Meskipun makanan itu sangat remeh di mata Rabes, dia tidak pernah sekalipun menolak ajakan Lancers untuk makan.
Tempat di mana makanan-makanan tak penting itu ditaruh adalah di meja kayu tua, atau lantai batu di dalam gua, dan di hari-hari lain hanya lantai tanah, tetapi makanan hangat yang mereka santap sambil duduk berhadapan terasa cukup nikmat.
Itu juga saatnya bagi Lancers, yang tidak sering tersenyum, untuk sering tersenyum.
‘Kamu juga suka kentang waktu itu.’
Alasannya karena murah, lezat, dan mengenyangkan.
Meskipun dia menghasilkan banyak uang dan mampu makan lebih banyak makanan mewah dari sebelumnya, Lancers terkadang meminta koki membuat hidangan kentang.
Meskipun senyum Lancer telah berkurang sejak dia menjadi sukses, dia tampak sedikit bahagia saat memakan hidangan kentang.
Kata Rabes sambil menggoda, teringat Lancers waktu itu.
[Sekalipun kamu pandai memasak, kamu mungkin memasak kentang.]
“Eh? Bagaimana kamu tahu?”
[Itu jelas.]
Bahkan wajah terkejut Elaine tampak mirip dengan Lancer di kehidupan sebelumnya, jadi Rabes tertawa kecil.
Saat itu, beberapa orang yang telah selesai makan lebih awal mengembalikan nampan mereka dan pergi, melewati meja tempat Elaine duduk.
“eh?
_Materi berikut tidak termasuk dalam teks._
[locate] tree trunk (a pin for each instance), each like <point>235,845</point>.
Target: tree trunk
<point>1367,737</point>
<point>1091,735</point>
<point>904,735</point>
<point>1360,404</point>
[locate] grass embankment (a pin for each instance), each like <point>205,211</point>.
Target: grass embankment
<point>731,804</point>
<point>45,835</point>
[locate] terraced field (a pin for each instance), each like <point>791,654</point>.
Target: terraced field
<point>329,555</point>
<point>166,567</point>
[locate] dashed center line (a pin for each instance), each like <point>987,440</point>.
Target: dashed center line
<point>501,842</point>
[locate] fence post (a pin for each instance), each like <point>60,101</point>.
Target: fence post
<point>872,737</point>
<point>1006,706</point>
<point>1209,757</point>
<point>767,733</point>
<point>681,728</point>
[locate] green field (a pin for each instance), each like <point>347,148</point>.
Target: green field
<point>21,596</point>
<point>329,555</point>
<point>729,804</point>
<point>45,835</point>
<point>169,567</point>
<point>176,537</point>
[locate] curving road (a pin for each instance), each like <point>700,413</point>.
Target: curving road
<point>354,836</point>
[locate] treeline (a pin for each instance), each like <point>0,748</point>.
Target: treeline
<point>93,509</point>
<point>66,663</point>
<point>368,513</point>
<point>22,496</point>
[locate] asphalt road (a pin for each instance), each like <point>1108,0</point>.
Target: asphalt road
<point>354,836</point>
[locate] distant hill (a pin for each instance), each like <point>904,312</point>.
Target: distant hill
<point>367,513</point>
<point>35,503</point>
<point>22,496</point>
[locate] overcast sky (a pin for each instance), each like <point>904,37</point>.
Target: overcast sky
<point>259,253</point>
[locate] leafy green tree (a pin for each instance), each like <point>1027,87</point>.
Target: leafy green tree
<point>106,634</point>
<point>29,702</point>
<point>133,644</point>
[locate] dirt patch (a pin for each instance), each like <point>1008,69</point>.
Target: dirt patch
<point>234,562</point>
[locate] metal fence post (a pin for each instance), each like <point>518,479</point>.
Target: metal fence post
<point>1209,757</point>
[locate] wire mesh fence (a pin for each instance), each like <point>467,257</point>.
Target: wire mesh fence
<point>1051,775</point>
Kenapa dia makan makanan yang berbeda dengan kita?”
“Hah? Kau benar.”
Mereka melihat piring Elaine dan bertanya dengan rasa ingin tahu.
“Makanan spesial tidak tersedia sampai bulan depan, jadi bagaimana kamu mendapatkannya?”
“Hidangan spesial? Ini makanan biasa.”
“Kami tidak mendapat bubur kentang. Saya suka itu.”
Seorang anak laki-laki berkata sambil menunjuk kentang tumbuk yang dibuat oleh Elaine sendiri.
“Ah, aku baru saja membuatnya.”
“Bagaimana kamu bisa melakukan itu?”
“Anda punya kentang kukus, kan? Hancurkan saja, campur dengan sedikit sup krim, dan tambahkan sedikit garam. Lalu, hasilnya akan seperti bubur kentang.”
“Wah! Bukankah kamu seorang jenius?”
Itu bukan sesuatu yang istimewa, namun anak-anak lelaki yang belum pernah memasak sendiri itu memandang piring Elaine dengan penuh semangat.
“Aku harus mencoba membuat sesuatu seperti itu malam ini juga!”
“Kedengarannya sangat lezat.”
“Saya baru saja mencoba memakan kentang kukus, tetapi hasilnya terlalu kering.”
Mereka membicarakan hal itu satu sama lain dan membuat Elaine merasa sedikit malu, lalu mereka mengucapkan selamat tinggal dengan ringan dan berlalu.
Sepertinya tidak ada niat untuk mengganggu Elaine.
“Anak-anak tetaplah anak-anak.”
[Itu karena kamu pandai memasak kentang.]
Elaine menatap Rabes dan tersenyum lalu menghabiskan makanannya. Tak ada sedikit pun pikiran tentang Lorina atau yang lainnya yang tersisa di benaknya.